Tema 007 - SOSLAIO
BIOGRAFIA
AMOR NA TELA
Celso Rab Lage

Não eram namorados, diria, quase que com certeza, amigos. Não sei precisar com exatidão quando se conheceram, mas inevitavelmente, todo dia precisavam conversar, ou melhor, teclar, pois o fato ocorreu através de trocas de e-mails.

Tudo começou quando ele, que não dispensava um bom bate-papo e que adorava conhecer pessoas, um belo dia resolveu se cadastrar no site de almas gêmeas (você deve estar aí pensando: ele queria uma namorada, mas juro, não era isso que ele buscava), preencheu nome, gostos pessoais, idade, profissão e escreveu lá, no espaço reservado as mensagens, algo do tipo " Procuro novos amigos e amigas". Tá certo que deveria ter algo mais escrito, mas o essencial da mensagem era esse: conhecer pessoas novas, novas amizades.

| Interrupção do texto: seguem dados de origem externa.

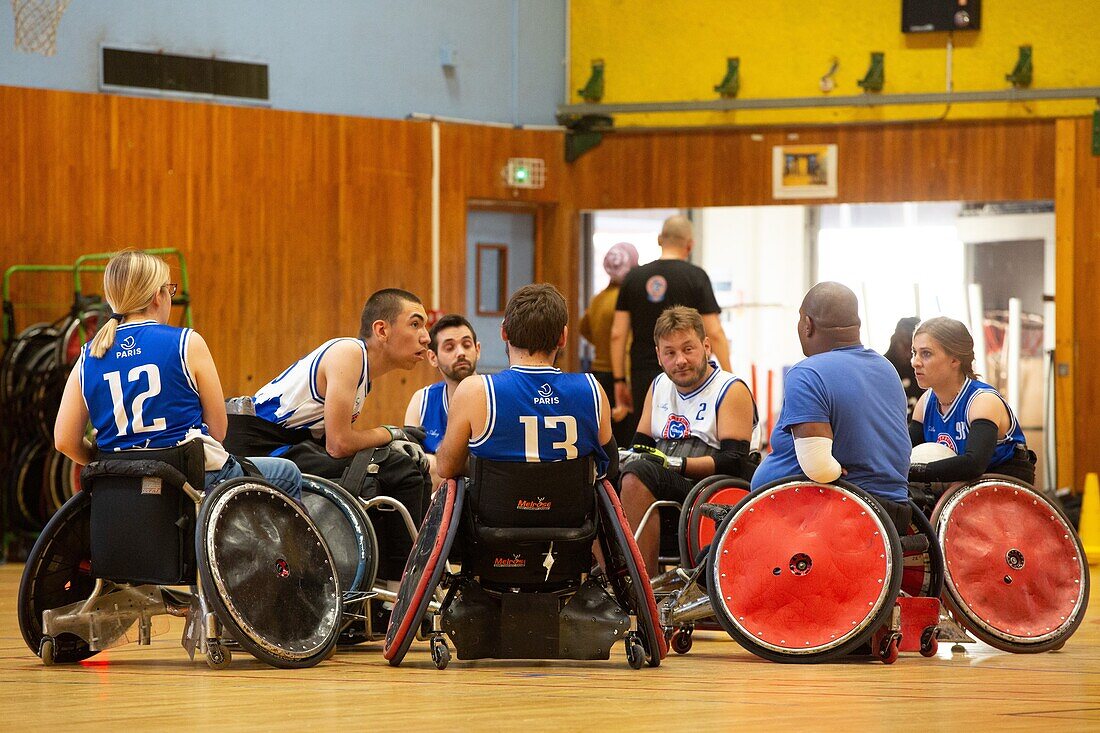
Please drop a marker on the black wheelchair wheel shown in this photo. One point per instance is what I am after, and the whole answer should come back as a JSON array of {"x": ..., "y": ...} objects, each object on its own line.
[
  {"x": 690, "y": 501},
  {"x": 424, "y": 568},
  {"x": 347, "y": 529},
  {"x": 701, "y": 529},
  {"x": 923, "y": 572},
  {"x": 267, "y": 573},
  {"x": 626, "y": 571},
  {"x": 29, "y": 482},
  {"x": 1016, "y": 576},
  {"x": 57, "y": 573},
  {"x": 804, "y": 572}
]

Não se passaram dois dias e a caixa postal do nosso jovem rapaz estava lotada.

É evidente que o pretenso galã preencheu a ficha omitindo, ou melhor, exagerando em alguns itens, tais como: que tinha um metro e noventa de altura, cabelos loiros, olhos azuis, praticava esportes radicais, e que falava, fluentemente, cinco línguas estrangeiras.

Eu, que conheço muito bem tal pessoa, posso garantir que é tudo mentira.

Bom, mas voltando a história, o jovem em questão, apesar de ter mentido sobre o seu biótipo, queria mesmo, apenas conhecer pessoas interessantes.

Com o tempo ele foi selecionando as mensagens, algumas ele ainda respondia, outras, que no título da mensagem já citavam que ele era o genro que a mamãe delas queria, deletava direto. De louco bastava ele.

Semanas se passaram, até que numa manhã de sol, onde os pássaros gorjeavam no jardim anunciando ótimas notícias (sempre tive vontade de escrever essa frase!), ele recebeu um e-mail curto, inteligente, com palavras certeiras, vírgulas bem colocadas, nenhum erro de português, assinados com um nome comum. Maria.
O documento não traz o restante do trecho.